The early abstract machines for functional languages, including the SECD machine and Cardelli's Functional Abstract Machine, defined strict evaluation, also known as eager or call-by-value evaluation, in which function arguments are evaluated before the call and precisely once. Recently, the majority of research has been on lazy evaluation, such as the G-machine, Krivine machine, and Three Instruction Machine, in which function arguments are evaluated only if necessary and at most once. One reason is because effective implementation of strict evaluation is now well-understood, therefore the necessity for an abstract machine has diminished.

Logical languages

is the foundation of logic programming languages. The most well-known logic programming language is Prolog. The rules in Prolog are written in a uniform format known as universally quantified 'Horn clauses', which means to begin the calculation that attempts to discover a proof of the objective. The Warren Abstract Machine WAM, which has become the de facto standard in Prolog program compilation, has been the focus of most study. It provides special purpose instructions such as data unification instructions and control flow instructions to support backtracking.

Structure

A generic abstract machine is made up of a memory and an interpreter. The memory is used to store data and programs, while the interpreter is the component that executes the instructions included in programs.
The interpreter must carry out the operations that are unique to the language it is interpreting. However, given the variety of languages, it is conceivable to identify categories of operations and an "execution mechanism" shared by all interpreters. The interpreter's operations and accompanying data structures are divided into the following categories:
  1. Operations for processing primitive data:
  2. Operations and data structures for controlling the sequence of execution of operations;
  3. Operations and data structures for controlling data transfers;
  4. Operations and data structures for memory management.

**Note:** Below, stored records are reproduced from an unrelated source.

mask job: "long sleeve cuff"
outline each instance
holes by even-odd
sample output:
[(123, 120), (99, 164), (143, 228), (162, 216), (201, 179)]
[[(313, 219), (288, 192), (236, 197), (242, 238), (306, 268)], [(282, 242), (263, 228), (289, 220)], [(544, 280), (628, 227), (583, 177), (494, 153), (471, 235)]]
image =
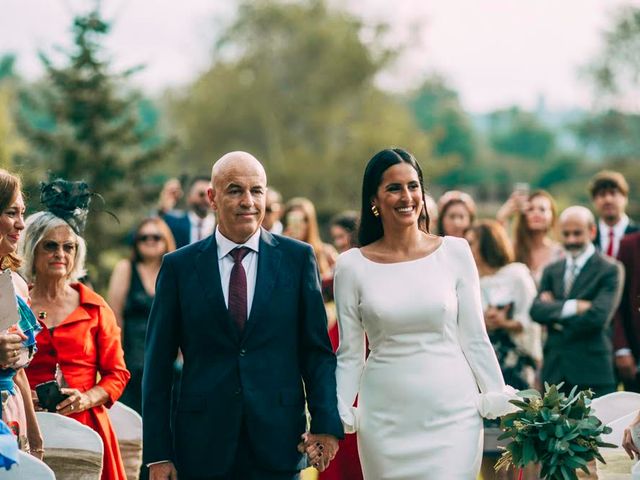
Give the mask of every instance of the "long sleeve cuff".
[(562, 312), (560, 312), (560, 318), (568, 318), (573, 317), (578, 314), (578, 301), (577, 300), (567, 300), (562, 305)]
[(478, 412), (484, 418), (498, 418), (518, 410), (518, 407), (509, 403), (516, 400), (517, 390), (510, 385), (505, 385), (501, 391), (481, 393), (478, 398)]
[(620, 348), (618, 350), (616, 350), (616, 357), (624, 357), (626, 355), (631, 355), (631, 349), (630, 348)]
[(358, 408), (347, 405), (338, 397), (338, 411), (344, 433), (356, 433), (358, 431)]

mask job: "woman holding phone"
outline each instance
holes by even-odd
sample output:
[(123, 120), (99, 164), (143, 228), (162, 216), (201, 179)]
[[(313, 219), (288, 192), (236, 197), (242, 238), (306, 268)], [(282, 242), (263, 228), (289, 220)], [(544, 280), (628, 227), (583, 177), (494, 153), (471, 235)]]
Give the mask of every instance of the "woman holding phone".
[(544, 267), (562, 258), (564, 250), (553, 239), (558, 217), (553, 197), (544, 190), (529, 193), (528, 186), (525, 189), (524, 185), (516, 184), (513, 194), (498, 211), (497, 219), (506, 226), (515, 217), (515, 259), (529, 267), (539, 283)]
[(51, 194), (43, 195), (51, 201), (45, 204), (55, 213), (39, 212), (26, 221), (21, 272), (33, 284), (31, 308), (44, 327), (38, 337), (40, 349), (27, 374), (36, 391), (39, 384), (58, 380), (65, 399), (55, 411), (100, 435), (103, 480), (126, 480), (107, 408), (118, 400), (130, 374), (113, 311), (100, 295), (78, 281), (85, 272), (87, 248), (80, 232), (89, 198), (77, 207), (74, 196), (83, 195), (82, 185), (86, 188), (78, 183), (56, 180), (45, 186), (43, 190)]
[(284, 235), (308, 243), (313, 247), (318, 261), (320, 277), (330, 279), (338, 253), (320, 238), (316, 208), (311, 200), (297, 197), (289, 200), (284, 209)]

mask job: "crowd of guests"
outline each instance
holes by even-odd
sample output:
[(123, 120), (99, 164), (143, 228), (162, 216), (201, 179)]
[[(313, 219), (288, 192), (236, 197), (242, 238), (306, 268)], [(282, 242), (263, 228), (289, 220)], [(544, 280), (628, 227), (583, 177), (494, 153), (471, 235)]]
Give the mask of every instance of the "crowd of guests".
[[(141, 412), (145, 332), (162, 258), (215, 231), (209, 183), (194, 178), (185, 210), (176, 209), (180, 182), (164, 185), (157, 211), (136, 226), (129, 257), (115, 266), (105, 300), (83, 282), (91, 246), (77, 211), (48, 208), (25, 221), (19, 178), (0, 171), (0, 261), (13, 272), (20, 318), (19, 329), (0, 334), (0, 394), (2, 420), (21, 449), (38, 458), (45, 453), (35, 415), (43, 406), (34, 391), (55, 380), (64, 395), (55, 411), (103, 440), (102, 478), (125, 478), (106, 409), (120, 400)], [(58, 185), (67, 188), (76, 187)], [(629, 187), (621, 174), (598, 173), (589, 192), (596, 216), (584, 206), (559, 214), (548, 192), (526, 188), (517, 188), (495, 218), (479, 219), (465, 192), (426, 199), (432, 233), (464, 238), (471, 247), (486, 330), (505, 382), (517, 389), (563, 382), (566, 391), (578, 386), (603, 395), (622, 383), (640, 392), (640, 228), (625, 213)], [(358, 246), (358, 224), (355, 212), (336, 215), (325, 243), (309, 199), (285, 203), (268, 189), (262, 226), (312, 246), (334, 350), (334, 266), (339, 254)], [(180, 354), (176, 365), (179, 378)], [(493, 478), (495, 460), (496, 451), (485, 449), (485, 479)], [(354, 435), (319, 475), (362, 478)]]

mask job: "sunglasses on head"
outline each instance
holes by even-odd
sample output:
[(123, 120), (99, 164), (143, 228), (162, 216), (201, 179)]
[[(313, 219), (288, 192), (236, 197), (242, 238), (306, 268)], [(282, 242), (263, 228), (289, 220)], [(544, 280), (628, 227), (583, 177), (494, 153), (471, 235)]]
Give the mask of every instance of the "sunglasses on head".
[(75, 243), (58, 243), (53, 240), (47, 240), (42, 243), (42, 249), (47, 253), (57, 252), (60, 247), (62, 247), (64, 253), (73, 253), (78, 246)]
[(159, 242), (160, 240), (162, 240), (162, 235), (158, 235), (157, 233), (138, 235), (139, 242), (148, 242), (149, 240), (152, 240), (154, 242)]

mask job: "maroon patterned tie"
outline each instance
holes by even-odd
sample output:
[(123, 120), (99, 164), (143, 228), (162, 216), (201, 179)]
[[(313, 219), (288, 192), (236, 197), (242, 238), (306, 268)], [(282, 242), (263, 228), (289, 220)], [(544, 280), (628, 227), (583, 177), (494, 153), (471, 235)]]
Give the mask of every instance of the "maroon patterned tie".
[(242, 266), (242, 259), (250, 251), (250, 248), (238, 247), (229, 252), (233, 257), (233, 268), (229, 278), (229, 315), (236, 322), (240, 332), (247, 323), (247, 274)]

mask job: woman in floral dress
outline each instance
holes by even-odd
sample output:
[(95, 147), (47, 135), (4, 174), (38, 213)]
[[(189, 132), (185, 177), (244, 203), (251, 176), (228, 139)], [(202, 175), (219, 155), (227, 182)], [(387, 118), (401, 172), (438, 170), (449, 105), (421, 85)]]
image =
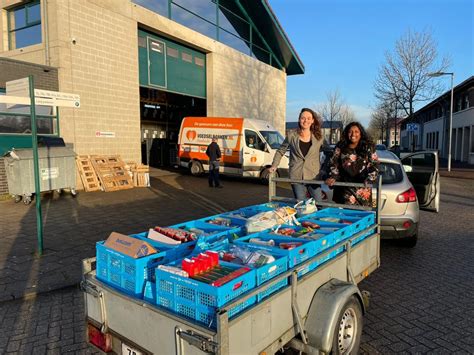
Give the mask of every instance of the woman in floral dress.
[[(326, 184), (333, 186), (336, 181), (372, 184), (377, 180), (378, 173), (374, 144), (360, 123), (349, 123), (336, 144)], [(334, 186), (333, 201), (372, 206), (372, 190), (369, 187)]]

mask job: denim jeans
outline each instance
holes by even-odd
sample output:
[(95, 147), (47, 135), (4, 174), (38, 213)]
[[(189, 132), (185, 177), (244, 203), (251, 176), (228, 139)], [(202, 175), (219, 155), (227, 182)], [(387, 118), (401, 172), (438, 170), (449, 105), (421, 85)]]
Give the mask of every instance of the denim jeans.
[(308, 199), (308, 192), (310, 197), (314, 198), (316, 201), (321, 201), (321, 192), (316, 190), (318, 187), (319, 185), (291, 184), (293, 194), (298, 201)]

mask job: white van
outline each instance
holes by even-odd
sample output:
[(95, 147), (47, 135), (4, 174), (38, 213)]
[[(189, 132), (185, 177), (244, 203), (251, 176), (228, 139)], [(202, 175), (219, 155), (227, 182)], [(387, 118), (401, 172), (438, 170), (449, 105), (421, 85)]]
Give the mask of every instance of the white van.
[[(249, 118), (185, 117), (178, 138), (179, 165), (193, 175), (209, 169), (206, 155), (212, 138), (222, 152), (219, 172), (268, 180), (268, 168), (284, 138), (269, 122)], [(281, 159), (279, 176), (288, 175), (288, 154)]]

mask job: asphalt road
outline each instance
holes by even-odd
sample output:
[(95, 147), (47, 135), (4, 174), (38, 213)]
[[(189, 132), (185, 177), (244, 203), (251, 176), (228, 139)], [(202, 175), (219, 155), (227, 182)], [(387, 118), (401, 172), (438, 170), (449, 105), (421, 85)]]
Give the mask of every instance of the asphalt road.
[[(194, 196), (206, 183), (181, 179)], [(241, 180), (224, 184), (236, 196), (251, 184), (249, 202), (265, 193)], [(360, 285), (372, 295), (362, 353), (474, 353), (474, 184), (446, 178), (441, 188), (440, 213), (422, 212), (418, 245), (383, 242), (381, 268)], [(93, 353), (83, 306), (77, 287), (0, 303), (0, 354)]]

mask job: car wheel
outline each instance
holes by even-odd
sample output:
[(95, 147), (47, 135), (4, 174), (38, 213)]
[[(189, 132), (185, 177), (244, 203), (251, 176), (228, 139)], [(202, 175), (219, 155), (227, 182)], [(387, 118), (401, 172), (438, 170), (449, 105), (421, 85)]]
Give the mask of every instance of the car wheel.
[(191, 162), (191, 166), (189, 167), (189, 170), (191, 171), (191, 174), (193, 174), (194, 176), (199, 176), (204, 172), (204, 168), (202, 167), (202, 164), (198, 161)]
[(416, 243), (418, 242), (418, 235), (412, 235), (411, 237), (403, 238), (400, 240), (402, 243), (402, 246), (406, 248), (414, 248), (416, 246)]
[(352, 296), (339, 313), (334, 329), (332, 354), (357, 354), (362, 326), (362, 309), (359, 301)]

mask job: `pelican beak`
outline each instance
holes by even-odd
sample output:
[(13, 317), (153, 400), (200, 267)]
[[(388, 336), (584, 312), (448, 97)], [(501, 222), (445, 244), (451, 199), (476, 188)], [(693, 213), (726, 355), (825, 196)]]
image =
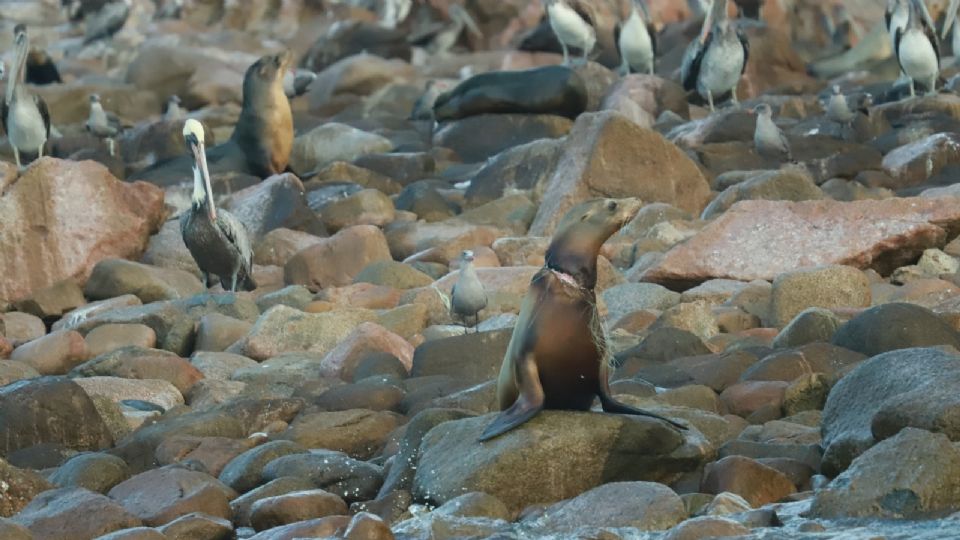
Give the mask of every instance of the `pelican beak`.
[(207, 152), (204, 145), (196, 138), (190, 140), (190, 151), (193, 152), (193, 162), (200, 171), (200, 178), (203, 179), (203, 189), (207, 192), (207, 208), (209, 209), (210, 219), (217, 219), (217, 209), (213, 204), (213, 187), (210, 185), (210, 171), (207, 169)]
[(483, 37), (483, 32), (480, 30), (480, 26), (477, 25), (477, 21), (475, 21), (466, 10), (463, 11), (463, 23), (467, 25), (467, 30), (469, 30), (471, 34), (480, 38)]
[(960, 9), (960, 0), (950, 0), (950, 5), (947, 6), (947, 18), (943, 21), (941, 39), (947, 39), (947, 34), (950, 33), (950, 29), (957, 21), (957, 9)]

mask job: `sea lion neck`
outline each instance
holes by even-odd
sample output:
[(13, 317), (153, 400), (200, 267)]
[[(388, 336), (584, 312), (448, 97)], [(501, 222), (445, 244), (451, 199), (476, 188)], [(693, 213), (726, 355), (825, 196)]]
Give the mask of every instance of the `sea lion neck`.
[(558, 232), (545, 257), (546, 267), (572, 276), (580, 287), (593, 290), (597, 284), (597, 256), (603, 240), (596, 232), (573, 226)]

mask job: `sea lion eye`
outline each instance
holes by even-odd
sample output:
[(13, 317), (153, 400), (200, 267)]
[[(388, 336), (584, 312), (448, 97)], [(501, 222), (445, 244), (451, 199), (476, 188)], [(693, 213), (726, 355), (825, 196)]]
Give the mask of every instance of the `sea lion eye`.
[(617, 201), (607, 201), (607, 210), (613, 212), (617, 209)]

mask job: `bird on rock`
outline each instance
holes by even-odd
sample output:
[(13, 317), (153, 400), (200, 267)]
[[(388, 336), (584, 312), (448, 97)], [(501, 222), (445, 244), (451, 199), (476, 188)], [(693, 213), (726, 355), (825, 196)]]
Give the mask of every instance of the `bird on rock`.
[(7, 81), (6, 95), (0, 104), (0, 119), (13, 147), (17, 167), (22, 168), (20, 152), (43, 157), (43, 145), (50, 137), (50, 113), (43, 98), (30, 93), (23, 84), (24, 66), (30, 50), (27, 27), (18, 24), (13, 32), (16, 59)]
[(568, 0), (546, 0), (550, 28), (563, 49), (563, 65), (570, 65), (570, 48), (583, 51), (583, 63), (587, 63), (593, 47), (597, 44), (597, 31), (593, 18), (579, 4)]
[(463, 319), (464, 326), (467, 325), (467, 317), (474, 318), (474, 327), (480, 324), (480, 312), (487, 307), (487, 293), (473, 267), (473, 252), (470, 250), (464, 250), (460, 255), (460, 275), (453, 285), (451, 296), (450, 307), (455, 315)]
[(97, 94), (90, 94), (90, 116), (87, 118), (85, 127), (90, 133), (106, 140), (110, 155), (115, 155), (114, 137), (117, 136), (120, 129), (110, 124), (107, 113), (103, 110), (103, 104), (100, 103), (100, 96)]
[(940, 42), (933, 25), (924, 18), (924, 12), (923, 0), (910, 0), (907, 23), (898, 27), (894, 36), (900, 70), (910, 79), (910, 97), (916, 96), (917, 81), (929, 94), (935, 94), (940, 76)]
[(252, 291), (257, 284), (251, 276), (253, 250), (247, 229), (226, 210), (217, 210), (214, 204), (203, 125), (188, 119), (183, 126), (183, 137), (194, 163), (190, 209), (180, 216), (183, 243), (200, 267), (205, 286), (209, 287), (210, 277), (216, 276), (224, 290), (235, 292), (242, 286)]
[(626, 22), (614, 27), (614, 40), (620, 50), (620, 74), (653, 75), (657, 55), (657, 31), (650, 20), (644, 0), (633, 0)]
[(738, 105), (737, 83), (747, 69), (750, 44), (727, 16), (727, 2), (716, 0), (703, 21), (700, 35), (687, 47), (680, 66), (683, 88), (696, 90), (713, 112), (715, 98), (730, 93)]
[(766, 103), (754, 107), (757, 115), (757, 128), (753, 132), (753, 146), (761, 157), (781, 161), (793, 160), (790, 141), (783, 131), (773, 122), (773, 109)]

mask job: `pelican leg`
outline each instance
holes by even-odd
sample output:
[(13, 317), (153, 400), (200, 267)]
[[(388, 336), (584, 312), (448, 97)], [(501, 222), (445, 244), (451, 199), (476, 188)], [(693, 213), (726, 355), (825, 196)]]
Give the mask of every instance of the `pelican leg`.
[(710, 112), (716, 112), (716, 109), (713, 108), (713, 92), (707, 90), (707, 104), (710, 105)]
[(43, 157), (43, 145), (41, 144), (40, 148), (37, 150), (37, 159), (40, 159), (42, 157)]
[(737, 87), (734, 86), (733, 90), (730, 90), (730, 101), (733, 102), (734, 107), (740, 106), (740, 100), (737, 99)]
[(627, 63), (627, 59), (624, 58), (623, 62), (620, 62), (620, 76), (626, 77), (630, 74), (630, 64)]
[(568, 49), (567, 44), (562, 41), (560, 42), (560, 46), (563, 48), (563, 65), (569, 66), (570, 65), (570, 49)]
[(934, 75), (934, 76), (930, 79), (930, 91), (927, 93), (927, 95), (928, 95), (928, 96), (935, 96), (935, 95), (937, 95), (937, 76), (936, 76), (936, 75)]
[(589, 54), (590, 54), (590, 50), (587, 49), (586, 47), (584, 47), (584, 48), (583, 48), (583, 65), (587, 65), (587, 64), (590, 63), (590, 61), (587, 60), (587, 55), (589, 55)]
[(913, 79), (910, 79), (910, 97), (917, 97), (917, 90), (913, 86)]
[(237, 274), (239, 273), (240, 271), (237, 270), (230, 276), (230, 292), (237, 292)]
[(116, 147), (115, 147), (115, 141), (113, 140), (113, 138), (108, 138), (108, 139), (107, 139), (107, 150), (110, 152), (110, 156), (111, 156), (111, 157), (116, 155), (115, 149), (116, 149)]
[(17, 162), (17, 169), (23, 170), (23, 165), (20, 163), (20, 150), (16, 146), (13, 147), (13, 159)]

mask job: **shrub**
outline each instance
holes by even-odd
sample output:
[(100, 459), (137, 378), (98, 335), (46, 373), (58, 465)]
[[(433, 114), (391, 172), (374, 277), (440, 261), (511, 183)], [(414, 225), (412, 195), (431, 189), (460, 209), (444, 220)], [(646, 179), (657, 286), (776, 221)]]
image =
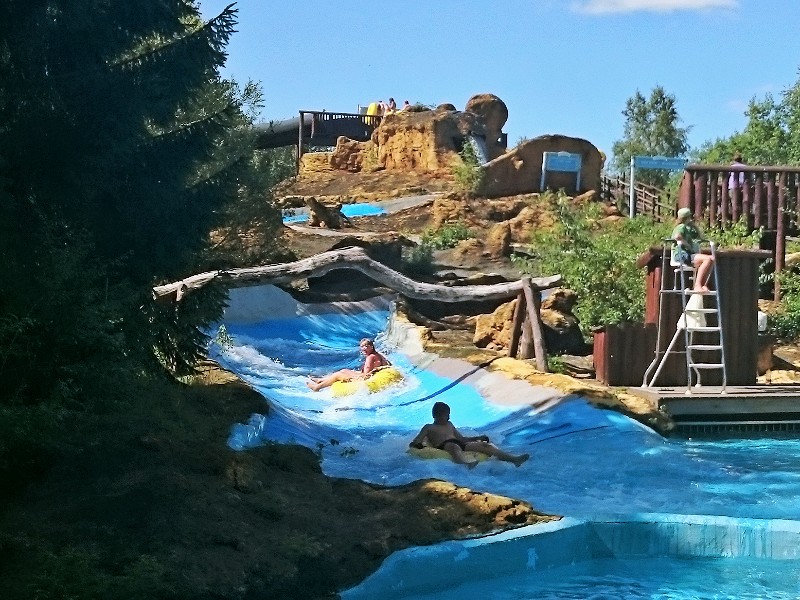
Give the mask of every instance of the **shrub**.
[(422, 244), (434, 250), (455, 248), (458, 242), (475, 237), (464, 223), (445, 223), (439, 229), (428, 229), (422, 234)]
[(469, 142), (464, 143), (464, 147), (459, 152), (461, 160), (453, 166), (453, 178), (456, 186), (464, 192), (477, 193), (481, 185), (485, 171), (480, 166), (475, 149)]
[(599, 222), (600, 206), (573, 206), (563, 194), (548, 194), (556, 213), (553, 228), (532, 237), (533, 258), (513, 257), (534, 276), (560, 273), (564, 285), (578, 294), (575, 314), (584, 328), (641, 321), (645, 273), (636, 259), (669, 236), (669, 225), (647, 217)]

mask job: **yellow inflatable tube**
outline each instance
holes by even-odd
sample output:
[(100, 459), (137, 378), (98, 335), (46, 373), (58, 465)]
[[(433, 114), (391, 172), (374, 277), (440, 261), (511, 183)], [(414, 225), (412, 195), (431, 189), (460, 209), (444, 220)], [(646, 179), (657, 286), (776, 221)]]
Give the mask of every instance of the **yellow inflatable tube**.
[[(453, 457), (450, 456), (450, 453), (447, 450), (439, 450), (438, 448), (433, 448), (432, 446), (425, 446), (424, 448), (409, 448), (408, 453), (411, 456), (416, 456), (417, 458), (446, 458), (447, 460), (452, 460)], [(483, 454), (481, 452), (472, 452), (471, 450), (466, 450), (464, 452), (464, 458), (469, 461), (477, 460), (478, 462), (482, 460), (486, 460), (489, 458), (488, 455)]]
[(335, 398), (341, 396), (350, 396), (359, 390), (366, 390), (369, 393), (380, 392), (382, 389), (389, 387), (393, 383), (397, 383), (403, 379), (403, 374), (394, 367), (384, 367), (380, 371), (376, 371), (370, 375), (366, 380), (355, 379), (353, 381), (337, 381), (331, 386), (331, 394)]

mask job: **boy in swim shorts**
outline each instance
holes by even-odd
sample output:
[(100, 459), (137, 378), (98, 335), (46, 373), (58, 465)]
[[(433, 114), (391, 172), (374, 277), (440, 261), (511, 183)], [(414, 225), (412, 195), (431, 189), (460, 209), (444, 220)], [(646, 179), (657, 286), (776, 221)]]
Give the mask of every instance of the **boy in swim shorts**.
[(480, 452), (494, 456), (500, 460), (513, 463), (515, 467), (524, 463), (530, 455), (520, 454), (515, 456), (509, 454), (492, 444), (487, 435), (465, 436), (461, 435), (458, 429), (450, 422), (450, 407), (444, 402), (437, 402), (433, 405), (433, 423), (425, 425), (417, 434), (409, 446), (411, 448), (424, 448), (426, 445), (439, 450), (445, 450), (453, 458), (453, 462), (467, 465), (467, 468), (474, 469), (478, 464), (477, 460), (470, 460), (465, 451)]

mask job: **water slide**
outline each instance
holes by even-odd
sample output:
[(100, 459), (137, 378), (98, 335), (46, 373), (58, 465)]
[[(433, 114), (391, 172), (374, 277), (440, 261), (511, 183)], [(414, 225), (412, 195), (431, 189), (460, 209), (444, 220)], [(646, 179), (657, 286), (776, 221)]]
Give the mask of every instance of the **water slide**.
[[(380, 121), (368, 121), (364, 115), (328, 112), (306, 112), (303, 119), (303, 141), (315, 146), (335, 146), (343, 135), (359, 142), (367, 141)], [(262, 150), (297, 144), (300, 117), (258, 123), (256, 147)]]

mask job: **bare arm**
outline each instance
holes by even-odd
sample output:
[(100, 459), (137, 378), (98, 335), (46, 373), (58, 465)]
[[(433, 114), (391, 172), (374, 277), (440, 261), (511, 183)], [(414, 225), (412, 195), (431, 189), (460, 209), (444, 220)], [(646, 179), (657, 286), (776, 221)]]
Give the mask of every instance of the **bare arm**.
[(455, 433), (455, 437), (461, 440), (462, 442), (488, 442), (489, 436), (488, 435), (463, 435), (458, 429), (453, 427), (453, 433)]
[(425, 445), (422, 443), (425, 441), (425, 438), (428, 437), (428, 426), (425, 425), (422, 429), (419, 430), (417, 437), (415, 437), (411, 442), (408, 444), (410, 448), (423, 448)]

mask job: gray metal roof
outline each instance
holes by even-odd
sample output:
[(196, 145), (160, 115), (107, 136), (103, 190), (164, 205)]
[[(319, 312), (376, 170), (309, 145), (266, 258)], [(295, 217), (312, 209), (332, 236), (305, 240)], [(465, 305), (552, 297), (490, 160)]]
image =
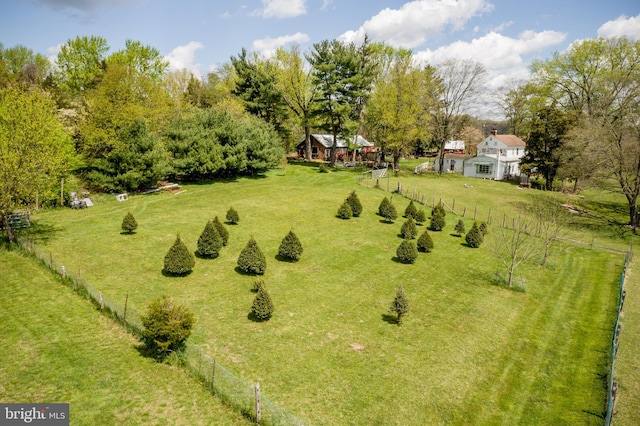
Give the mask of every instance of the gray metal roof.
[[(311, 135), (311, 137), (324, 145), (325, 148), (331, 148), (333, 146), (333, 135), (314, 133)], [(354, 140), (356, 145), (358, 146), (374, 146), (371, 142), (360, 135), (357, 136), (357, 139), (354, 137)], [(347, 148), (347, 143), (344, 138), (338, 136), (336, 140), (336, 148)]]

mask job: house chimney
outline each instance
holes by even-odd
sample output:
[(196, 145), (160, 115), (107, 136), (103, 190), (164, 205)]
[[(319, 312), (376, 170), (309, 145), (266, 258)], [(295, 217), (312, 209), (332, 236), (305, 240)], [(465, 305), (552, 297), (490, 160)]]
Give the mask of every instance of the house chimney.
[(498, 129), (492, 129), (492, 130), (491, 130), (491, 134), (492, 134), (493, 136), (497, 135), (497, 134), (498, 134)]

    Processing primitive data

An abstract machine must contain operations for manipulating primitive data types such as strings and integers. For example, integers are nearly universally considered a basic data type for both physical abstract machines and the abstract machines used by many programming languages. The machine carries out the arithmetic operations necessary, such as addition and multiplication, within a single time step.

Sequence control

Operations and structures for "sequence control" allow controlling the execution flow of program instructions. When certain conditions are met, it is necessary to change the typical sequential execution of a program. Therefore, the interpreter employs data structures that are modified by operations distinct from those used for data manipulation.